Despite local historian Richard Woods’ claim that Eldred was an Oceanside resident, Rockville Centre has long laid claim to Eldred being one of their village. Over the years, Rockville Centre has heavily publicized its claim that Eldred was one of its own — that he lived and was raised there. It claims that he joined Troop 1 of Rockville Centre, which was later renamed Troop 40. The village has hosted numerous Boy Scout celebrations heralding its claim to fame as being the home of the first Eagle Scout. It has had countless state and local officials speak to this claim. Rockville Centre even went as far as establishing Eagle Scout Park, located at the corner of Centre Avenue and Parkwood Court, and placing a memorial to Eldred.

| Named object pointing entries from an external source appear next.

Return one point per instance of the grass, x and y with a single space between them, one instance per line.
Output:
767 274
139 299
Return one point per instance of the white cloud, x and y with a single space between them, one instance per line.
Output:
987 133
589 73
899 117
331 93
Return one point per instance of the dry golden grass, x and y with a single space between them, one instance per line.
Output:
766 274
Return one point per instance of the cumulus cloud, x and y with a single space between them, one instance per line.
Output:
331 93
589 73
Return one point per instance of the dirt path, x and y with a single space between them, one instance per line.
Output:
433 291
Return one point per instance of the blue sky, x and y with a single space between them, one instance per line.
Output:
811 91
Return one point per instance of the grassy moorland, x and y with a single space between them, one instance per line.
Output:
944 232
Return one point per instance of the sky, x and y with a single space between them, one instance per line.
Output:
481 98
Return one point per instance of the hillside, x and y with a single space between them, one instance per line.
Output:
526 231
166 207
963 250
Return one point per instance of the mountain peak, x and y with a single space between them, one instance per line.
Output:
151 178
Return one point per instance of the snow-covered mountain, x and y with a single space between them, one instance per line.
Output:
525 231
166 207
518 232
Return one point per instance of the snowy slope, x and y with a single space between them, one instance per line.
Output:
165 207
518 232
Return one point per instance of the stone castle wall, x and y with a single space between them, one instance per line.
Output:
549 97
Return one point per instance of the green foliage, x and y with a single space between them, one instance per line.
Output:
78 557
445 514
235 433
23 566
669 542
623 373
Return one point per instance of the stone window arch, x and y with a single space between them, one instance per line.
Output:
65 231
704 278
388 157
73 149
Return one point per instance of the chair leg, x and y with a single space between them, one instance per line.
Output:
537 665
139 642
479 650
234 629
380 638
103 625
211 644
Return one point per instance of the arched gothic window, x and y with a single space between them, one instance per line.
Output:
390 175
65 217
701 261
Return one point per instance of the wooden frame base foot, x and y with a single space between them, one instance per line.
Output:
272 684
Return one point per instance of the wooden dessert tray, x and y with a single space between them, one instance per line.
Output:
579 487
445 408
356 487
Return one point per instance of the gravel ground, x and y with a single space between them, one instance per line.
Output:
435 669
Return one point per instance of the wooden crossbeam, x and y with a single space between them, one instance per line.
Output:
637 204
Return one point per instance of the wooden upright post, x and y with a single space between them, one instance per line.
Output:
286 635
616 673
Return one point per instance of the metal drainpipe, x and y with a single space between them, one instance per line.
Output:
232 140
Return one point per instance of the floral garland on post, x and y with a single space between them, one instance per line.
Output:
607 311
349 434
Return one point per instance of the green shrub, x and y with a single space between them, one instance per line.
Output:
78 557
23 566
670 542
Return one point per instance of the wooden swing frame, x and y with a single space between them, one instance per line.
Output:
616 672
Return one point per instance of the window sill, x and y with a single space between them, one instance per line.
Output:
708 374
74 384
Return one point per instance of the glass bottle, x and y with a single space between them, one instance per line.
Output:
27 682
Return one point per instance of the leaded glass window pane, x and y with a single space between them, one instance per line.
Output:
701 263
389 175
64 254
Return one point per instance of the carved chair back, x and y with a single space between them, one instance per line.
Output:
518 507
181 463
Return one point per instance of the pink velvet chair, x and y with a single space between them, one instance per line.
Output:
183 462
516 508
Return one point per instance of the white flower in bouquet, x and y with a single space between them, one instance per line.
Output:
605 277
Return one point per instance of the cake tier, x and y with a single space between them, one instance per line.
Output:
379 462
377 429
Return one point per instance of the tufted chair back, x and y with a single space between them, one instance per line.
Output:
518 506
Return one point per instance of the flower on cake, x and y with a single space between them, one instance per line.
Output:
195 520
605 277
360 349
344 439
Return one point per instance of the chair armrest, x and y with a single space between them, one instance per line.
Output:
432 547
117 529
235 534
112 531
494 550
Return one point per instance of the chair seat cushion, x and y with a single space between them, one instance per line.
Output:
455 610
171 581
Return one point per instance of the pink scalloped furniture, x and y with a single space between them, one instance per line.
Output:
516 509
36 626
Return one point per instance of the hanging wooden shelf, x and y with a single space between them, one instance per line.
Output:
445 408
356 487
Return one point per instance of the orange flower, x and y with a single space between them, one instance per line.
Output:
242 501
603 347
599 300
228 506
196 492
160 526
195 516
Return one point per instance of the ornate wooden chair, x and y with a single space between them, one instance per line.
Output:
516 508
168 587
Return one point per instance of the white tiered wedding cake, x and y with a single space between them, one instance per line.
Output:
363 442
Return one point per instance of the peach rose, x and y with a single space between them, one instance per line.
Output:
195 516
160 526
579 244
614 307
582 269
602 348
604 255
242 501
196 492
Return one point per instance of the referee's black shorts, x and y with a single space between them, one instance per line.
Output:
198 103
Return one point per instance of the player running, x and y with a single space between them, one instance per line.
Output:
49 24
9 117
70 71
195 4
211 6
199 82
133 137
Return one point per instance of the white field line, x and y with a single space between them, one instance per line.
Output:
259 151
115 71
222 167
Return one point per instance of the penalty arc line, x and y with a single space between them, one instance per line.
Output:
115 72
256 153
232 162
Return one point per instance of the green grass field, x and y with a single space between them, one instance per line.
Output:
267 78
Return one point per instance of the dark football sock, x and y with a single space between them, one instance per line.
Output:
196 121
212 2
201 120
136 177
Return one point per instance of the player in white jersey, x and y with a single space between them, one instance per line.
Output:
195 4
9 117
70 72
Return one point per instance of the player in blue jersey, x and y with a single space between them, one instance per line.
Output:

The confusion goes back to when Eldred became an Eagle Scout in 1912. He was listed as being from Rockville Centre when he was examined for the Eagle Scout pin. A local newspaper at that time, the Brooklyn Daily Eagle, separately referred to Eldred as “a Boy Scout of Rockville Centre, L.I.,” as well as the “first Eagle Scout…of Oceanside, L.I.”  When he traveled around the state speaking about his experiences as the first Eagle Scout, he was frequently announced as being from Rockville Centre. 

This all begs the question — where was Eldred from? And what town should rightfully claim itself “home to the first Eagle Scout?” Shortly after his father died in 1899, Eldred’s mother, Irene, moved from Brooklyn to Long Island with her two sons, Hubert and Arthur. But where exactly did they move?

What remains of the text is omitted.